10. Implementing Knowledge Graph Reasoning 🧠

One of the most powerful aspects of knowledge graphs is the ability to perform reasoning and inference. Let's implement some reasoning capabilities:

class KGReasoner:
    def __init__(self, kg_driver):
        self.kg_driver = kg_driver

    def find_analogies(self, source_entity1, source_entity2, target_entity):
        """Find analogies (A is to B as C is to ?)"""
        with self.kg_driver.session() as session:
            # First, find relationships between source entities
            query1 = """
            MATCH path = shortestPath((e1:Entity {name: $source1})-[r*1..3]-(e2:Entity {name: $source2}))
            RETURN [node in nodes(path) | node.name] as entities,
                   [rel in relationships(path) | type(rel)] as relationships
            """

            result1 = session.run(query1, {
                "source1": source_entity1,
                "source2": source_entity2
            })

            source_path = None
            for record in result1:
                source_path = {
                    "entities": record["entities"],
                    "relationships": record["relationships"]
                }
                break

            if not source_path:
                return []

            # Now, find entities that have the same relationship pattern with target entity
            analogous_entities = []

            # This is a simplified approach - a more robust implementation would match
            # the entire path pattern, not just direct relationships
            query2 = """
            MATCH (e1:Entity {name: $target})-[r1:%s]-(e2:Entity)
            RETURN e2.name as entity, e2.type as type
            """ % source_path["relationships"][0]

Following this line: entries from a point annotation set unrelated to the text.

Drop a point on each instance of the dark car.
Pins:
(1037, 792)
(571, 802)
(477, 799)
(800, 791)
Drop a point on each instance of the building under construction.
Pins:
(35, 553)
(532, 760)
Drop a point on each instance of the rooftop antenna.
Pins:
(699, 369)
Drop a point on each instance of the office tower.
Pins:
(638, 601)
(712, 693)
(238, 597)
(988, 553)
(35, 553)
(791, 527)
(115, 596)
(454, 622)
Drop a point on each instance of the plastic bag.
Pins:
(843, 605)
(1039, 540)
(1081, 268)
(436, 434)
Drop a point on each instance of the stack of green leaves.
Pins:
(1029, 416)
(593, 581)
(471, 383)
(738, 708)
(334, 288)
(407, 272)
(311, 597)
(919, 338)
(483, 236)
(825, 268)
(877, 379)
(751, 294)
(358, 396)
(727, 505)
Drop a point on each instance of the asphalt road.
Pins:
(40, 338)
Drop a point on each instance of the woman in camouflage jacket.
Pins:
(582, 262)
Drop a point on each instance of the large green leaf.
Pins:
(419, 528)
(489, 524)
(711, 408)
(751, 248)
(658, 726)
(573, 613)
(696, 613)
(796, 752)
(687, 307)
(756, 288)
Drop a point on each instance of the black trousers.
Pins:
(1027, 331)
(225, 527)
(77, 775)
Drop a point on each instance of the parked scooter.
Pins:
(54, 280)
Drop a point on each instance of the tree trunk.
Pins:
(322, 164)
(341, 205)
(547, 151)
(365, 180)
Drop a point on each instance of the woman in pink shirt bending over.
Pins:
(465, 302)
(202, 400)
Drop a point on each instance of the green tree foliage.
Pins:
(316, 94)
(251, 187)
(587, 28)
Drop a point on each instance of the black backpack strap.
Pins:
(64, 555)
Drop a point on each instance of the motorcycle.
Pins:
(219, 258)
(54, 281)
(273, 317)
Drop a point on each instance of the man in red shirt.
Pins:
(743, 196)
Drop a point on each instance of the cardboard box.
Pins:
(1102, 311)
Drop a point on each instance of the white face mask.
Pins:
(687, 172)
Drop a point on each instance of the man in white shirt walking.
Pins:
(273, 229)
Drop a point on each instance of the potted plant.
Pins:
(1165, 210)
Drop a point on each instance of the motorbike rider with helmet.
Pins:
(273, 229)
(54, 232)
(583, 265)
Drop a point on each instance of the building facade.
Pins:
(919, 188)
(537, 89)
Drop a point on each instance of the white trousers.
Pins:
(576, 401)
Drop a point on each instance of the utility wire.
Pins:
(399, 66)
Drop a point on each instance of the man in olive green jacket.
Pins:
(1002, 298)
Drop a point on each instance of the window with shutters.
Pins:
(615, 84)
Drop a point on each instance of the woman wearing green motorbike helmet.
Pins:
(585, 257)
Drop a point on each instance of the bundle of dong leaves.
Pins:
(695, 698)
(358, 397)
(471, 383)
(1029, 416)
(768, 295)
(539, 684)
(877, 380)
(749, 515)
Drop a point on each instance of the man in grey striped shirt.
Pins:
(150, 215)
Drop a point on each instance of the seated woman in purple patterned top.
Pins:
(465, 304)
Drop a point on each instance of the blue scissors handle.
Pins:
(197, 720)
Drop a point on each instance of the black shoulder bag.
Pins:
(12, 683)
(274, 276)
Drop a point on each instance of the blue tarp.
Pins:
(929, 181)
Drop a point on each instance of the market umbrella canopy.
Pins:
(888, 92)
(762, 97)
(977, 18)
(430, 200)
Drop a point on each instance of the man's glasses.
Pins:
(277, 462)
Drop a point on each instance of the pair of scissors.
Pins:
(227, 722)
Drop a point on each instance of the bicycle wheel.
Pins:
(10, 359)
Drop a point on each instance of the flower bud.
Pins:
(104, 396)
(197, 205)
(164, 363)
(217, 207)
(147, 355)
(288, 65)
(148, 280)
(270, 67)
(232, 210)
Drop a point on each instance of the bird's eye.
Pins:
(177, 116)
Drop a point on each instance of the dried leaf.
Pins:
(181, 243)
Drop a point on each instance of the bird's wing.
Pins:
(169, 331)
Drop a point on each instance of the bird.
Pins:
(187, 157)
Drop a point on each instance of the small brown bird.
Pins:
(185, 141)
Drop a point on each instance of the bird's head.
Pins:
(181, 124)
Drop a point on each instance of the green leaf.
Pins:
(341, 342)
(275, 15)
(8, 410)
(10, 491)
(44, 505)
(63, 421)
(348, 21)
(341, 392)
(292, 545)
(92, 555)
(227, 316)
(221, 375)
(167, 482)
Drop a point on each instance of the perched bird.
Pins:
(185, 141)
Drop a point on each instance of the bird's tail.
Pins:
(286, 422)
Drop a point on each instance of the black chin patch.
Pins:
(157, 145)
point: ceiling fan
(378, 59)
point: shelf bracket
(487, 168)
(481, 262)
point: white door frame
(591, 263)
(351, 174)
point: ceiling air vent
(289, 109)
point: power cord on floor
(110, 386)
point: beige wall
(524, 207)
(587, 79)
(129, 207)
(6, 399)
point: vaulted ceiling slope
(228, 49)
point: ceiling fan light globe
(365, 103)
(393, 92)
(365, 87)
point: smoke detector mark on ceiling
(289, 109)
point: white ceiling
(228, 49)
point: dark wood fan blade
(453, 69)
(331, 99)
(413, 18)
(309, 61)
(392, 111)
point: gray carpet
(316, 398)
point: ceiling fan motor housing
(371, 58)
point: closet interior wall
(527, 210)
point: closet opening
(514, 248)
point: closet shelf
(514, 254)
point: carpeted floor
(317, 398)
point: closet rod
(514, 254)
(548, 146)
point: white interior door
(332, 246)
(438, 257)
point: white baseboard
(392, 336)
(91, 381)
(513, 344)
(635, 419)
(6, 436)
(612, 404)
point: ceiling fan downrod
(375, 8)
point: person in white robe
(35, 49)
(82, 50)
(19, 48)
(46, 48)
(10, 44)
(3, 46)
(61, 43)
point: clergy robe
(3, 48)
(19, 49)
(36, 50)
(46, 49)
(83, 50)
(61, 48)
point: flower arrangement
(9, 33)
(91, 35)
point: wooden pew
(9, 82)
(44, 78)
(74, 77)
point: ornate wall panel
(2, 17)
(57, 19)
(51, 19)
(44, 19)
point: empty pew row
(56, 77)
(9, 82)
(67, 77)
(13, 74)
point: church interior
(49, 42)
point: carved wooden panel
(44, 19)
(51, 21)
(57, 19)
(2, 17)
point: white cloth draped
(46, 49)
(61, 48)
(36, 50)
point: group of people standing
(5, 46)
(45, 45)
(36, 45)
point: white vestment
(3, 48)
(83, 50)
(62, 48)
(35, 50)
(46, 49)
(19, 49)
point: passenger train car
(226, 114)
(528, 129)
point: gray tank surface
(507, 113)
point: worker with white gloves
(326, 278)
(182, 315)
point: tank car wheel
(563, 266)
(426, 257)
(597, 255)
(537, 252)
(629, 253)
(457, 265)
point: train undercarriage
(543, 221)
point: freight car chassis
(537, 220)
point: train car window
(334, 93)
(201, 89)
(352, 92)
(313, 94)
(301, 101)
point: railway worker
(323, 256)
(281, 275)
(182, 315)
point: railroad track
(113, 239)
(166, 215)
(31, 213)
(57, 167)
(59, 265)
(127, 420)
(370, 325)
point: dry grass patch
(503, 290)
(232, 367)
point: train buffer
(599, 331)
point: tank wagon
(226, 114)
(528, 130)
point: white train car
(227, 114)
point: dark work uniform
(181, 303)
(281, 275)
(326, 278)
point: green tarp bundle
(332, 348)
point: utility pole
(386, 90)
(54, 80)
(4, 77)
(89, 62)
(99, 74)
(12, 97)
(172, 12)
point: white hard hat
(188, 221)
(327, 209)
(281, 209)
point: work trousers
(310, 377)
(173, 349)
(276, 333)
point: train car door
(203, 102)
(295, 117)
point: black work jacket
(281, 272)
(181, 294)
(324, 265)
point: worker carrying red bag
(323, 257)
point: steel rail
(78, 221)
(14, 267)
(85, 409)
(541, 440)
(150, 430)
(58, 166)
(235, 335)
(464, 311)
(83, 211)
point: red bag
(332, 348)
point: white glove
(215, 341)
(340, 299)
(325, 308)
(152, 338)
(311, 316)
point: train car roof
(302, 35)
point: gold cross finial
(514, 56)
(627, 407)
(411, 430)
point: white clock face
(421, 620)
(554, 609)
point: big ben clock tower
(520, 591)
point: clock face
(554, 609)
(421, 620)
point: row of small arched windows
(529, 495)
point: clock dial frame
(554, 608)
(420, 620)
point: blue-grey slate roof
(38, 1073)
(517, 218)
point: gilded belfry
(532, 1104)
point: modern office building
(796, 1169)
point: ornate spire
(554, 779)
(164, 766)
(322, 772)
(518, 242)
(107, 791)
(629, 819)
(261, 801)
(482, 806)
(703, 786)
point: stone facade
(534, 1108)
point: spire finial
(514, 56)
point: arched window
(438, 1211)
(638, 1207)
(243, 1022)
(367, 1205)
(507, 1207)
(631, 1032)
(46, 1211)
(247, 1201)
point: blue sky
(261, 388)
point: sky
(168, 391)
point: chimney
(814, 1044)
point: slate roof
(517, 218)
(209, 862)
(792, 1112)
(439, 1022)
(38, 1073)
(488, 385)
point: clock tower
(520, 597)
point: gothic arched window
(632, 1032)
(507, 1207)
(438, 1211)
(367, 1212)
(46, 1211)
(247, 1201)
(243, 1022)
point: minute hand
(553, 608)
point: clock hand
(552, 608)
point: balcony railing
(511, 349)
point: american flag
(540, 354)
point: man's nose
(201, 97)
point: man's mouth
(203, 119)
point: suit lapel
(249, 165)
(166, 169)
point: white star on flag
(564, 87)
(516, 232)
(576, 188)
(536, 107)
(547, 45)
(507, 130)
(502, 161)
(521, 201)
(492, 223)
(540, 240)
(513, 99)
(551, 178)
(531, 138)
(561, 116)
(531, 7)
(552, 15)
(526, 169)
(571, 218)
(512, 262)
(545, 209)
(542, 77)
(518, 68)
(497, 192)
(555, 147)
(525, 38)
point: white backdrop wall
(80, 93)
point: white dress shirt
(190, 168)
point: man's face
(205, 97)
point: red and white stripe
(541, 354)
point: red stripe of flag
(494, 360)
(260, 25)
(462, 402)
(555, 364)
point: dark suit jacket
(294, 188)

            result2 = session.run(query2, {
                "target": target_entity
            })

            for record in result2:
                analogous_entities.append({
                    "name": record["entity"],
                    "type": record["type"],
                    "analogy": f"{source_entity1} is to {source_entity2} as {target_entity} is to {record['entity']}"
                })

            return analogous_entities

    def infer_relationships(self):
        """Infer new relationships based on patterns in the knowledge graph"""
        with self.kg_driver.session() as session:
            # Infer transitive relationships
            # If A PART_OF B and B PART_OF C, then A PART_OF C
            query1 = """
            MATCH (a:Entity)-[:PART_OF]->(b:Entity)-[:PART_OF]->(c:Entity)
            WHERE NOT (a)-[:PART_OF]->(c)
            RETURN a.name as source, c.name as target
            """

            result1 = session.run(query1)

            inferred = []
            for record in result1:
                # Create the inferred relationship
                create_query = """
                MATCH (a:Entity {name: $source}), (c:Entity {name: $target})
                MERGE (a)-[r:PART_OF {inferred: true}]->(c)
                RETURN r
                """

                session.run(create_query, {
                    "source": record["source"],
                    "target": record["target"]
                })

                inferred.append({
                    "source": record["source"],
                    "relation": "PART_OF",
                    "target": record["target"],
                    "rule": "Transitive PART_OF"
                })

            # Infer IS_A relationships
            # If A HAS_PROPERTY B and C HAS_PROPERTY B and C IS_A D, then A might be IS_A D
            query2 = """
            MATCH (a:Entity)-[:HAS_PROPERTY]->(b:Entity),
                  (c:Entity)-[:HAS_PROPERTY]->(b:Entity),
                  (c)-[:IS_A]->(d:Entity)
            WHERE NOT (a)-[:IS_A]->(d) AND a <> c
            RETURN a.name as source, d.name as target, count(b) as property_count
            """

            result2 = session.run(query2)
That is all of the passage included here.